Kasseri is a medium hard cheese with a soft texture and a hard rind (think provolone in hardness) made of unpasteurized sheep’s milk with sometimes goat’s milk mixed in. The use of fresh unpasteurized milk is necessary to get the correct flavor/texture and it is aged for at least four months to develop the flavor. Traditionally, this cheese is eaten (I didn’t know this) in sandwiches or in the kasseropita pie (Turkish cheese pie).
French Onion Soup
2 tblsp x vir ol oil
3 lbs onions and/or leeks (finely sliced)
1 tblsp balsamic vinegar
8 c low sodium vegetable stock
1 bay leaf
½ tsp dried thyme or Herbs de Provence
10 white or black peppercorns
1 tblsp Dijon mustard
salt and pepper
In a large heavy stockpot heat oil over medium high heat and add the onions and stir till coated. Add a pinch of salt and few grinds of pepper. Reduce the heat to low and cook, stirring every now and again until the onions are soft and caramelized (nice and brown) for about 40 minutes. Add the balsamic vinegar and then add the stock, bay leaf, thyme or Herbs de Provence, and peppercorns. Bring to a boil, cover partially, reduce heat to low, and cook until reduced by about a fourth (about 20-30 minutes) and sort of thick ( there are a lot of onions in relation to the broth).
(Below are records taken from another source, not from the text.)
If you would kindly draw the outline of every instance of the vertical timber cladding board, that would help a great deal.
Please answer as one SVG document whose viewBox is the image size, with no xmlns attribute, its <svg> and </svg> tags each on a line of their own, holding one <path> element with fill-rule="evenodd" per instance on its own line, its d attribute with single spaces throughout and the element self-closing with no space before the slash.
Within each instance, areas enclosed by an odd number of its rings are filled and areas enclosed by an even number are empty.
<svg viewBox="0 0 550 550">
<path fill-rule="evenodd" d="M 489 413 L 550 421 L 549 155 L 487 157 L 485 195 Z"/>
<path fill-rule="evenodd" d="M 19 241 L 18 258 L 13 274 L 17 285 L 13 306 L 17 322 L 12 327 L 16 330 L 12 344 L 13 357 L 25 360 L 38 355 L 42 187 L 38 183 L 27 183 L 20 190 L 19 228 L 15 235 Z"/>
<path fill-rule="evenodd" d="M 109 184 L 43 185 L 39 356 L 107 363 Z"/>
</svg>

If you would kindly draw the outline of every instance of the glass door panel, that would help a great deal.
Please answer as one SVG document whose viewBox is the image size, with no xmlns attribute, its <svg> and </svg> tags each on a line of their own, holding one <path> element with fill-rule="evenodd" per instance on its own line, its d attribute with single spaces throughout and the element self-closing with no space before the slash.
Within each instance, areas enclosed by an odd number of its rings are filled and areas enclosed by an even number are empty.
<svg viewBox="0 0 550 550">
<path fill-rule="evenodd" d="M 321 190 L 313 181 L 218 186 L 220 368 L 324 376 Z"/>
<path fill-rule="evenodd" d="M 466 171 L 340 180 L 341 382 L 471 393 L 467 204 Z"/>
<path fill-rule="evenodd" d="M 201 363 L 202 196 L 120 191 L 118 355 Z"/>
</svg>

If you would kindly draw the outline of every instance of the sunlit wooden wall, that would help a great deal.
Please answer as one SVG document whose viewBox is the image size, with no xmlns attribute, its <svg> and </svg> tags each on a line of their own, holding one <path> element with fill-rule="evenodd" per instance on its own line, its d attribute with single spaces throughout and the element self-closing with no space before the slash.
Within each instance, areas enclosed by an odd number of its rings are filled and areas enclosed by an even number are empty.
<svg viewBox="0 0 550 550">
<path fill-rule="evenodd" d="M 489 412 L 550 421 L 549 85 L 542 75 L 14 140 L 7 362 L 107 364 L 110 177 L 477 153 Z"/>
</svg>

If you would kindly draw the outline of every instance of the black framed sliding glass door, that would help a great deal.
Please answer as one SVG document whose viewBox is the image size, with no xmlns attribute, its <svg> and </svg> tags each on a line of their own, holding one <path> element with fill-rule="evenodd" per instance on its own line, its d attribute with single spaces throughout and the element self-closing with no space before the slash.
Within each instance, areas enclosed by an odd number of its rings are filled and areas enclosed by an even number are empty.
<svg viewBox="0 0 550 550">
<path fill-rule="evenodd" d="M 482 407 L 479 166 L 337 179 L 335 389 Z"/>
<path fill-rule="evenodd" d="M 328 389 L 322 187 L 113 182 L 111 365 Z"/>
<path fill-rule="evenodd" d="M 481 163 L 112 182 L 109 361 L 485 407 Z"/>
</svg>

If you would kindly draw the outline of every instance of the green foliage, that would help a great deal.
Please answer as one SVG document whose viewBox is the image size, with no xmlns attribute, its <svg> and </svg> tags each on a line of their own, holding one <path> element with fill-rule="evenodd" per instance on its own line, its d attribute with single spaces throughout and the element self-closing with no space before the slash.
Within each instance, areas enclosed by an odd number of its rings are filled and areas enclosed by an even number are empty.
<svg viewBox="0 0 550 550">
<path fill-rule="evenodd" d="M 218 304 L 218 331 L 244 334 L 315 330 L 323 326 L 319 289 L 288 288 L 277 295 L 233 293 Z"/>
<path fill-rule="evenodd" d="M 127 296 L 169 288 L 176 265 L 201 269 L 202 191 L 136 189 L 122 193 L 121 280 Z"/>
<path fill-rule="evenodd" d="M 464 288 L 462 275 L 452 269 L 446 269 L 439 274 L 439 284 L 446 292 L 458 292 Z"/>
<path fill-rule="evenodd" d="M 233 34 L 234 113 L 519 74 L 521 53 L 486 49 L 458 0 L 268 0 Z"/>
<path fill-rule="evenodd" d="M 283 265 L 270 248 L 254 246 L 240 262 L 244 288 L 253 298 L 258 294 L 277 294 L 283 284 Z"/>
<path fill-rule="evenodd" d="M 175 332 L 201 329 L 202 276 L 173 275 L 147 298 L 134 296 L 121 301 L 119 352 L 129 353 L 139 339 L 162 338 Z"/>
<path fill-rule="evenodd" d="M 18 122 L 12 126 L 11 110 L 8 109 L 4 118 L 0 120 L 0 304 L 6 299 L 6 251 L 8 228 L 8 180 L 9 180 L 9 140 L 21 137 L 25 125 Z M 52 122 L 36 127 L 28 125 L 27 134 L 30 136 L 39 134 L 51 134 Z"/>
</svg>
Adjust for seasoning and add more salt and pepper.
Turkish Cheese and Date Syrup Quesadilla
This is very versatile to say the least. Change the bread up or use a different kind of cheese. Use honey or agave instead of the date syrup. I found the Turkish cheese at a local Turkish restaurant/market and the date syrup at Fairway but use what you have!
2 whole-wheat quesadillas
Thin slices of Turkish cheese to cover 1 quesadilla
1 tsp date syrup (or to your taste)
Cover one quesadilla with the slices of cheese. Dribble the syrup over the cheese and top with the other quesadilla. Pan fry in a skillet over medium heat with a bit of olive oil until cheese has melted. Flip once. Cut in wedges and serve along with soup or on its own.